The report examines how water and wastewater costs affect business decisions across five industrial sectors: semiconductor manufacturing, thermal power generation, mining, chemicals, and oil and gas. It says an increasing demand for water resources is prompting companies to seek technological innovations and create partnerships to improve efficiency — both at their facilities and in the surrounding communities — and cut water-related costs.
The report uses Intel as a case study, and says the semiconductor chip giant today uses 1.25 to 1.5 gallons of water to make 1 gallon of ultrapure water, down from almost 2 gallons in the recent past. Ultrapure water acts as a solvent, removing impurities that can short out the hundreds of circuits in each chip.
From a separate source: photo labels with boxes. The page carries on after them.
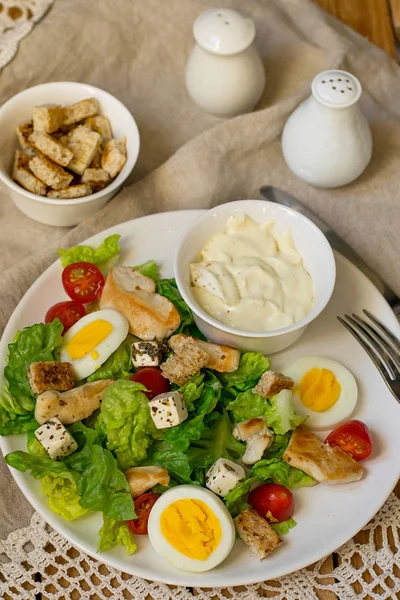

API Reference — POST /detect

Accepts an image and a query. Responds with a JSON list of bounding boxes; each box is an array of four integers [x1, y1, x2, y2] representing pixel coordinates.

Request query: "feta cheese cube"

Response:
[[35, 417, 78, 460], [132, 340, 165, 369], [206, 458, 246, 497], [149, 392, 188, 429]]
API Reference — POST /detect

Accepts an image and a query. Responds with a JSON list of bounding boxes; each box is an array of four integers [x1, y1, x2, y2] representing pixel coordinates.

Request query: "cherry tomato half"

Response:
[[61, 262, 104, 304], [44, 300, 86, 335], [325, 419, 372, 462], [131, 367, 169, 400], [249, 483, 294, 523], [126, 492, 160, 535]]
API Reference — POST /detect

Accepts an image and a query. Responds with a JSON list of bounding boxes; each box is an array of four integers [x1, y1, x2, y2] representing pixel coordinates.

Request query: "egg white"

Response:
[[60, 308, 129, 381], [283, 356, 358, 431], [148, 485, 235, 571]]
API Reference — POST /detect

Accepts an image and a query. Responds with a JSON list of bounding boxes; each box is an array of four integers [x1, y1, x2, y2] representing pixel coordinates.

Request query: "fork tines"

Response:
[[338, 309, 400, 399]]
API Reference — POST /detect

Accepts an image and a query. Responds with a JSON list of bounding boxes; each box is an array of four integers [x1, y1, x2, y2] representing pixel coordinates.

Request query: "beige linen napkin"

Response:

The report also cites Dow Chemical Company’s water management strategies, and says that by implementing advanced water-cooling technology in 2010, the company is saving 1 billion gallons of water and $4 million annually.
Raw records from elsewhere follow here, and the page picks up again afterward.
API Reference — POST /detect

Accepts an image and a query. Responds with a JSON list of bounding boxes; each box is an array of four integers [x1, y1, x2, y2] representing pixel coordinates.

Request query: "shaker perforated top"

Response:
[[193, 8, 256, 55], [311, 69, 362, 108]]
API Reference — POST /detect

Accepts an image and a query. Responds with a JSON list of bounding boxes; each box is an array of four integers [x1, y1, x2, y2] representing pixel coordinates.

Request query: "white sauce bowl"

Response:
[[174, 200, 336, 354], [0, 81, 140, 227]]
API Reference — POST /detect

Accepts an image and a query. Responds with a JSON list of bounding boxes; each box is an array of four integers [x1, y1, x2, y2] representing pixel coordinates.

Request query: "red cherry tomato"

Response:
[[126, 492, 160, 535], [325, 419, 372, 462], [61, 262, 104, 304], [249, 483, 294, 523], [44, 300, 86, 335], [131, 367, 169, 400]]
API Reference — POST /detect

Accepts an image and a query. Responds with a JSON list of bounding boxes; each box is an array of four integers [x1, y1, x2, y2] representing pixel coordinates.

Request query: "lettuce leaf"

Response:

Dow’s Freeport, Texas, operations reuse about 1.3 billion gallons of treated wastewater each year from the neighboring community of Lake Jackson, which has reduced the company’s freshwater demand in Freeport by 2.5 percent, the report says. This helped Dow reduce its freshwater demand by a total of 10 percent in 2011 at the Freeport site, according to CH2M HILL.
Also in 2011, Dow’s Freeport operations bought a 2,200-acre parcel of land to develop a reservoir, thus creating a more reliable water supply for the company and the local residents. Using water from the reservoir, Dow will provide county residents with fresh water during dry spells and droughts.
According to a June report from Ceres, Intel and Dow are among the 27 percent of companies assessed that made the connection between climate change and water risk in 2011, up from 10 percent in 2009.
CEOs from both companies were among the 45 that agreed to set targets on their water efficiency and wastewater management in factories and operations at the Rio+20 Earth Summit.